Teremos como guias dessa empreitada matérias da nossa grande imprensa a respeito da prisão dos condenados da AP 470 – o mensalão do PT e a obra “Vigiar e punir” de Michel Foucault.

Não é supérfluo, e nunca o será, lembrar que o exercício desse poder hipócrita se recobre de uma camada especial de crueldade quando é exercido em relação a pessoas, a indivíduos, no sentido do quanto a palavra “indivíduo” carrega de impotência e de solidão, de sofrimento e morte.

Quanto à punição do indivíduo pelas forças de coerção da sociedade, o livro “Vigiar e Punir” de Michel Foucault é uma obra seminal. Impossível não fazer uma analogia com o que temos visto na grande imprensa, desde a prisão dos “mensaleiros”.
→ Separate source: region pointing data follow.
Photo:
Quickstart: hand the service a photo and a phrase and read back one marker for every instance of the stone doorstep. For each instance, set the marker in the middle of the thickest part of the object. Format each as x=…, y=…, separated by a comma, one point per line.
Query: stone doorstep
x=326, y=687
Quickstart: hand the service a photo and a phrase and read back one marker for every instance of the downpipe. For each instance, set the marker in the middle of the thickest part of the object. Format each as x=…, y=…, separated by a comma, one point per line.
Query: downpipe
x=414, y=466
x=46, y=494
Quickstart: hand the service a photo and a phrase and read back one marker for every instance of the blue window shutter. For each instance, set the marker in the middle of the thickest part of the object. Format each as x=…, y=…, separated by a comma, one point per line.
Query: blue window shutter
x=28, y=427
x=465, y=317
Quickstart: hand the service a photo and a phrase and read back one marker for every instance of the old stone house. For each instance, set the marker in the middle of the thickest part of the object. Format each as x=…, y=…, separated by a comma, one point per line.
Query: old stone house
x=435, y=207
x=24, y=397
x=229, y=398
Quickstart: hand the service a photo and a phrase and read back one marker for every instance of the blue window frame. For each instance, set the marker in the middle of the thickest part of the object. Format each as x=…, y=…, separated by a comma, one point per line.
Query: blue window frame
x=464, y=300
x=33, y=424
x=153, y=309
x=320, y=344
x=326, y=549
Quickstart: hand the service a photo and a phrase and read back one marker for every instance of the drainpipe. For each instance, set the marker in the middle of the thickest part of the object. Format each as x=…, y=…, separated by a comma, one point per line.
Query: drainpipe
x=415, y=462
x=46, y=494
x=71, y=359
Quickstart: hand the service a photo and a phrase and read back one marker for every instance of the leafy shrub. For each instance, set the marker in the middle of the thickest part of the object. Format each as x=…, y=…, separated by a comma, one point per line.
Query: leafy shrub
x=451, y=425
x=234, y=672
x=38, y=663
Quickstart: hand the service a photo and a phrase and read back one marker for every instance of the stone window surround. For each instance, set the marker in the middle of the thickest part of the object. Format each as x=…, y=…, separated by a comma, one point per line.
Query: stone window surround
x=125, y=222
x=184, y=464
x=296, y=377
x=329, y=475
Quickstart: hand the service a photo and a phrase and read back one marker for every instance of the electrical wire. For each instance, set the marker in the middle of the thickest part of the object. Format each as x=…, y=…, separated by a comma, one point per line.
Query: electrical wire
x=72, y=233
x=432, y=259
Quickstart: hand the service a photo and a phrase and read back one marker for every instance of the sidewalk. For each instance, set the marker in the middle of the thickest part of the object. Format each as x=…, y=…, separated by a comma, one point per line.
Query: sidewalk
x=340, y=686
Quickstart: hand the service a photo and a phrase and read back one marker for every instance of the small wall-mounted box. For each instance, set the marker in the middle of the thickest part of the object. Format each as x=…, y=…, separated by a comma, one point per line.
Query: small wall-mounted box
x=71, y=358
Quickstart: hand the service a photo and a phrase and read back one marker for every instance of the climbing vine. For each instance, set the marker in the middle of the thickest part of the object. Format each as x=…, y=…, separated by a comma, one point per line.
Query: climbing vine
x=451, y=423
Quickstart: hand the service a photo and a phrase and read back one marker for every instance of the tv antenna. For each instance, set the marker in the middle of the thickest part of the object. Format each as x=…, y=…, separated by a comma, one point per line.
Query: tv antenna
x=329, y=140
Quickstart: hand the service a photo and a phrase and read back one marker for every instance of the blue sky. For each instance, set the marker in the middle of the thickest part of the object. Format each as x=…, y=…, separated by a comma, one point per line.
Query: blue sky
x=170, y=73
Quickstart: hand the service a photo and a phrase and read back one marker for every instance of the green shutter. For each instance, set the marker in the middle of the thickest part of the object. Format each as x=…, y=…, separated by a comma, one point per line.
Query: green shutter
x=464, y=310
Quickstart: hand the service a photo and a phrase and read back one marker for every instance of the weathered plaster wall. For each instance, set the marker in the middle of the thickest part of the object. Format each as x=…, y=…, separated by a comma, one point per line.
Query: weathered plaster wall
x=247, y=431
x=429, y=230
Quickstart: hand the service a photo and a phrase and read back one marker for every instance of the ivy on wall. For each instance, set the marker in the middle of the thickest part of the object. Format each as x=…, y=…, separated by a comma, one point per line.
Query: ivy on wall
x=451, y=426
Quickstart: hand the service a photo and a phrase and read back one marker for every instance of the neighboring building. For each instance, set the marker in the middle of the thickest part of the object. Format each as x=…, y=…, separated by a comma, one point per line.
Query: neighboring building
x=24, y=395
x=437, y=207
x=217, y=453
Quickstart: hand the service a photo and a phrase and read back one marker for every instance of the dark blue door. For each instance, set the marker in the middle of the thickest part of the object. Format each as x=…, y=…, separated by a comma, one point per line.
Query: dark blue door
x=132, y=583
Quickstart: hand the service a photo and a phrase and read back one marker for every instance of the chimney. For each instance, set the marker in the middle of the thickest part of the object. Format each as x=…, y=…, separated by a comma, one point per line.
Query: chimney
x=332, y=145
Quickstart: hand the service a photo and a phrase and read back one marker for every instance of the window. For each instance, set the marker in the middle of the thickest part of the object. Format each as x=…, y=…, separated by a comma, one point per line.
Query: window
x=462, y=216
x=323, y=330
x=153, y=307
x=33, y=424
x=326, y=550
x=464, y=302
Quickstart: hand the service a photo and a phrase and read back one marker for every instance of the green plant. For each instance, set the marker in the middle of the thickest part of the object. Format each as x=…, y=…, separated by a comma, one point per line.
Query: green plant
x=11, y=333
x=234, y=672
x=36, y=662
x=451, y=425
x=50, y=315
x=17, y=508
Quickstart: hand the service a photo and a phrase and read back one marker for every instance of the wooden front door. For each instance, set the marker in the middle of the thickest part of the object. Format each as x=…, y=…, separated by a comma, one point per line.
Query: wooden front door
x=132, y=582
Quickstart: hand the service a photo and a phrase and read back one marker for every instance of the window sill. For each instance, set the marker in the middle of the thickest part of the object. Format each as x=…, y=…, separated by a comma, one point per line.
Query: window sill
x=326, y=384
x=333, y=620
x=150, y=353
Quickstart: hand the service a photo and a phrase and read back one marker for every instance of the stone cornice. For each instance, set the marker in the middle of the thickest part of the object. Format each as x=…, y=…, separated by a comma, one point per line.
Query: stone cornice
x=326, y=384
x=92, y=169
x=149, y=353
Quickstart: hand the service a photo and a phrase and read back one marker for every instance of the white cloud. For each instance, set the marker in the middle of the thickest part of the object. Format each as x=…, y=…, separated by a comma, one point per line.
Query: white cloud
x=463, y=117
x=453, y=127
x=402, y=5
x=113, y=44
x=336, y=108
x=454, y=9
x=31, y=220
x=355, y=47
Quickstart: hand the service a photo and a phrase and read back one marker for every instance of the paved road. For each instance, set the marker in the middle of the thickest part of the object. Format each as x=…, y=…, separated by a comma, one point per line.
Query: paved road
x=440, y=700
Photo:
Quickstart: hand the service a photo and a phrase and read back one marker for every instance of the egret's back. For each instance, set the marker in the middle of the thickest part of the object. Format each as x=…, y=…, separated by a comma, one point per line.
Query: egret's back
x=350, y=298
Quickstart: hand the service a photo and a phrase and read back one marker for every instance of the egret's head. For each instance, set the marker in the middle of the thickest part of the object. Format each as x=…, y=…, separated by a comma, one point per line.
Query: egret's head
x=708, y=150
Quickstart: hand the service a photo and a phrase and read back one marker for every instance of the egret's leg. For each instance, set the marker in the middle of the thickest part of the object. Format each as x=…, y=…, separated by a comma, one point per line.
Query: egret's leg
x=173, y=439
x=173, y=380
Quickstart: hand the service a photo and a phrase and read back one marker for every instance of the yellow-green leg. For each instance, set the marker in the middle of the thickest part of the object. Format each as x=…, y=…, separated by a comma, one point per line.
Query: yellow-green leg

Prisão, aliás, que foi seletiva. Há já um hiato de mais de quinze dias entre os que estão presos e os outros condenados ainda soltos e nenhuma palavra sobre isso na grande imprensa. O silêncio da imprensa sobre isso é tão eloquente que aparenta traduzir que, para ela, quem importava estar preso já o está, e que se outros condenados nunca começassem a cumprir suas penas, isso seria esquecido em dias.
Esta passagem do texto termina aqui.